Letters, calls and the roar of the crowd:
H. L. Suprine, Baltimore: I think your column of 8/16 was most disgusting. And what does it say about you personally? Your column should be relegated to the back pages, if not discontinued entirely.
COMMENT: I write nearly 200 columns per year, many of which are disgusting, and I cannot be expected to remember them by date.
It is therefore important for letter writers to let me know which disgusting column they are talking about.
I admit this is often not easy. If you can't figure out what the subject of the column was, try summarizing the first paragraph.
If you can't summarize the first paragraph, or if you are unable to read that far into the column, chances are I thought the column was disgusting, too, and already agree with you.
Carolyn D. Lyons, Catonsville: Although you may see Pee-wee's behavior as perfectly acceptable, there are some experts in the field of psychiatry who would consider it deviate. There are also psychiatrists who would say his behavior might lead to perversion and to the ultimate tragedy of injury to himself or others.
COMMENT: I have no doubt that you could find a psychiatrist to say just about anything. But if touching yourself leads to perversion or ultimate tragedy, I'd say the world is in big, big trouble.
That's because every survey I have seen indicates there are an awful lot of people out there who have touched themselves at one time or another.
Many of them, I am told, have not gone crazy. And a few haven't even grown hair on their palms.
Anne R. Valenti, Glen Burnie: I am six months pregnant with what is, as far as I know, a healthy fetus. However, if the need would arise for termination of this pregnancy, I would be grateful for having the right to decide for myself whether to have an abortion.
COMMENT: Just who the heck do you think you are?
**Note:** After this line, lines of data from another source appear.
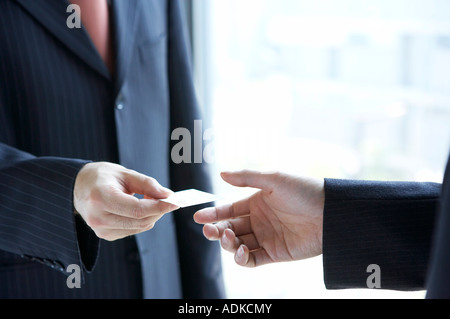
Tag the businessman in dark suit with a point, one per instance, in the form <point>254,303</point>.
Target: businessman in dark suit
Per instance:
<point>401,227</point>
<point>85,121</point>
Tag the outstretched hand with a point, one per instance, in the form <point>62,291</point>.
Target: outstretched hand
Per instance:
<point>281,222</point>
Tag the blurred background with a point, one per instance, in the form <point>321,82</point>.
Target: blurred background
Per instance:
<point>327,88</point>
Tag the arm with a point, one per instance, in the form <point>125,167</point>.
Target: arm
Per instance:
<point>384,223</point>
<point>354,224</point>
<point>37,217</point>
<point>200,260</point>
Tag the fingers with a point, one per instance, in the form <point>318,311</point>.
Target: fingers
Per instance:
<point>247,252</point>
<point>229,211</point>
<point>137,183</point>
<point>104,197</point>
<point>247,178</point>
<point>119,203</point>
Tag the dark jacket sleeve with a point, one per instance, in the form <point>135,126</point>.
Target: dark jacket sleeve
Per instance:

Who says you get to decide? Surely it makes much more sense to let a mob of strangers in Wichita, Kan., decide for you. And while they're at it, let's have them decide for every woman in America. Those people in the mob sure seem to have plenty of time on their hands.
Irvin Spivack, President, Spivack Advertising, Pikesville: Please tell me who to contact at the Baltimore Orioles office. I'm very interested in purchasing the team.
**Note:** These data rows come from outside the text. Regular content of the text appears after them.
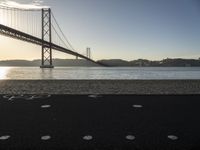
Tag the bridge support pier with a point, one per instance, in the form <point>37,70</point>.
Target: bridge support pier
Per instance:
<point>46,36</point>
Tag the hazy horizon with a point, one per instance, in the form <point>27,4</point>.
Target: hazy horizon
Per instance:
<point>114,29</point>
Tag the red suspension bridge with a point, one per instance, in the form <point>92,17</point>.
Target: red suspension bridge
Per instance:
<point>40,27</point>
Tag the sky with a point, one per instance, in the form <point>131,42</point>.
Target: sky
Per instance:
<point>120,29</point>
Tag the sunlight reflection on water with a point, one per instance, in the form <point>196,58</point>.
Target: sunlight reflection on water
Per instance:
<point>3,72</point>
I figure once Barry Levinson and Boogie Weinglass purchase the Orioles, during the seventh-inning stretch we'll get to see some Hollywood stars. Or maybe they'll interrupt the game and talk to us about the "Diner" days.
Now, Jack Luskin and his nephew Stephen L. Miles have discussed publicly the purchase. I can see it now! Every time one of our Orioles hits a home run, the DiamondVision, now in the shape of a refrigerator, opens up and a gavel comes down and the announcer says: "Let's talk about it."
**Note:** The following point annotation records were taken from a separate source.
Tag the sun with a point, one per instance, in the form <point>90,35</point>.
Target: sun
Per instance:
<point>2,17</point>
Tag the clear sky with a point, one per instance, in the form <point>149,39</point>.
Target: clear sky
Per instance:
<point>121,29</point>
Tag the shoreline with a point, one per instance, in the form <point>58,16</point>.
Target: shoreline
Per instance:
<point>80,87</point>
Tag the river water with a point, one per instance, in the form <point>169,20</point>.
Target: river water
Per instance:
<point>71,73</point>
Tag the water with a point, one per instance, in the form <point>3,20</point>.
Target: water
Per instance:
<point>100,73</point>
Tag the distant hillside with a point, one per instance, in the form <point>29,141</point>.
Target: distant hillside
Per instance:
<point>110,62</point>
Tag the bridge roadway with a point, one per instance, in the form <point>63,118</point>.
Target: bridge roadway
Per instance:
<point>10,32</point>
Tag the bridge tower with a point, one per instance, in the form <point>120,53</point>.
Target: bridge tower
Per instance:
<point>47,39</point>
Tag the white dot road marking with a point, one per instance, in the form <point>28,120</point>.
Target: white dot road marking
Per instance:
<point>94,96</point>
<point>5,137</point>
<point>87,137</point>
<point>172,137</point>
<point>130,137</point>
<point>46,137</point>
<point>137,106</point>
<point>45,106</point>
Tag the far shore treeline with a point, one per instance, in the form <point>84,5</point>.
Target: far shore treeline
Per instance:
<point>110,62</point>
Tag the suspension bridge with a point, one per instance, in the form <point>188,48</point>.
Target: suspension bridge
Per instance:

What a joke. As the owner of an advertising agency, I can't believe I didn't jump on the publicity bandwagon. Isn't it a shame that people need that constant exposure to keep their egos flying? Maybe we'll get lucky and find someone who is really interested in buying the Orioles and putting his money where his mouth is.
COMMENT: I doubt it. It is so expensive to buy a major league franchise these days that few except the super rich can afford to tie up their money that way. All the guys you named in your letter are doing very nicely. None of them is super rich or even near it. None of them is in the league of an Eli Jacobs, the current Orioles owner, who mildly speculated some weeks ago that he might sell the team in order to give himself more time for reading.
My prediction is that when all is said and done and the new ballpark opens, Jacobs will keep the team and just hire someone to read to him in his sky box.
Charles E. Morgan, Baltimore: In your column on air traffic controllers, you went on to say that the average salary of a baseball player is $180,000 a year and they went on strike and nobody hated them.
Let me make it perfectly clear to you I think baseball players stink and I for one hate them and will not watch any game even if it is on TV and free.
COMMENT: You think you're angry now? Hold onto your hat. As I said in the column, that $180,000 figure was what the average baseball player was making 10 years ago, at the time of the air traffic controller's strike.
Today, the average major league salary exceeds $890,000 a year.
But I think you are suffering from what a friend of mine calls "old anger." He believes that if you are angry about something for more than a year, you should just let it go and not let it eat you up.
Baseball players do make a whole lot of dough. But so do rock stars and orthodontists, and who would you rather be stuck in an elevator with? Axl Rose, your orthodontist or Cal Ripken? Me, I'd go for Cal every time.
In any case, Charles, try to do what I do: Get rid of your old anger so you can make room for new anger.